This is part of a series of posts highlighting the Theorizing the Web conference, April 14th, 2012 at the University of Maryland (inside the D.C. beltway). It was originally posted on 3.28.12 and was updated to include video on 5.10.12. See the conference website for additional information.

Presider: Dan Greene (@Greene_DM)

Logging Off and Disconnection” presents an important new set of perspectives on a key theme of Theorizing the Web: ‘Cyberspace’ does not exist as an immaterial realm separate from human bodies and relationships. The online is instead always imbricated with the offline and the connections we make and unmake are crucial determinants of of both spaces. This panel explores this co-determination from the perspectives of those who decide, or are forced, to disconnect from online media in order to examine the relationships between personal participation and motivation and structuring forces of media design, cultural narrative, and economies of data and prosumption.

Jenny Davis’ qualitative study of Facebook users explores how social networking technology’s tight integration into the rhythms and relationships of everyday life highlights the tension between moral definitions of a meaningful life and cultural ambivalence about the technology’s effects on sociality. Jessica Roberts uses the global data of the world Unplugged projectto investigate the behavioral and emotional responses university students had to a 24-hour withdrawal from ambient media.
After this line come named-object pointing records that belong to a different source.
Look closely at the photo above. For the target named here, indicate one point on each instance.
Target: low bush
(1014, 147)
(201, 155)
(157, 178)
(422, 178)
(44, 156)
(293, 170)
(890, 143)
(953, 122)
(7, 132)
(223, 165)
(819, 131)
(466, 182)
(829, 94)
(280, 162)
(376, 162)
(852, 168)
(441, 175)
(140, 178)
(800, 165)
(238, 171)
She expands the ‘awareness systems’ tradition in computer science and stresses the integration of already-existing awareness systems into daily life, demonstrating that the seamless connectivity of ambient media makes it harder for students to recognize how their relationships with, and through, those media function. Laura Portwood-Stacer focuses on discourses of Facebook rejection in popular and alternative media outlets and in her interviews with ‘non members’. This rejection of a specific, dominant medium is an important piece of non-members’ production and negotiation of political and ethical identity. Finally, Jessica Vitak builds on the rich social scientific research literature on self-presentation and privacy in order to explore different users’ management of personal information, audience relationships, and social norms through the specific affordances of Facebook . All four researchers illustrate how in relationships with and through online media the links not made, the social graphs refused, are powerful forces in media ecologies and (non-)users’ lives. 

[Paper titles and abstracts are after the jump.]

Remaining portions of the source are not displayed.